I've gotten this far: 

%2 means /home/org when I try to enter http://b0d.org

%0 means /home/b0d.org (http://b0d.org) 

%1 means / (http://b0d.org) 

so what could it be? 

The VirtualDocumentRoot still says /home/%x/public_html but the error log only says /home/%x

----------

## ckdake

I don't think I know quite what is going on.  Like I said, I stuck to making my own virtual hosts for each user as needed.  The mod_rewrite method sounds like a very good alternative...

----------

## vargen

but does that rewrite work for my users in /home.. I mean my user vargens home dir is vargen (duh!) if I type vargen.b0d.org does that rewrite file check for a directory in home that is named vargen or vargen.b0d.org ?

----------

## splooge

Search the Documents, Tips & Tricks forum for a post called "Virtual Hosting made easy" by Delta407.  He's made an excellent set of scripts that will take care of all this for you, it's what I use.

It's not *exactly* what you want (because document root will be outside of the users home directory) but it's nice because you don't need to change the config file and restart your web server every time you add a virtual host.  You create virtual hosts simply by creating new directories.

----------

## ckdake

It looks like you could modify it to point to /home/___/public_html.  There might be some interesting errors when someone trys to get to a folder that doesnt exist, but you the ones that are there should work.
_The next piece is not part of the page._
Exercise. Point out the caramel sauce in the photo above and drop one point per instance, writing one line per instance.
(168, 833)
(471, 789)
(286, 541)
Give it a shot and post back if you can't get it working.

----------

## vargen

how can I try when I don't know what %n to insert..?
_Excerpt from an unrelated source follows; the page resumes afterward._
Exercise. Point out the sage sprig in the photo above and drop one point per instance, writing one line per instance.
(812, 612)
the mod_rewrite goes in apache2.conf right?

----------

## splooge

 *splooge wrote:*   

> Search the Documents, Tips & Tricks forum for a post called "Virtual Hosting made easy" by Delta407.  He's made an excellent set of scripts that will take care of all this for you, it's what I use.
> 
> It's not *exactly* what you want (because document root will be outside of the users home directory) but it's nice because you don't need to change the config file and restart your web server every time you add a virtual host.  You create virtual hosts simply by creating new directories.

 

Oh fine, make me do the search for you.  If you need some more hand holding just post on that thread.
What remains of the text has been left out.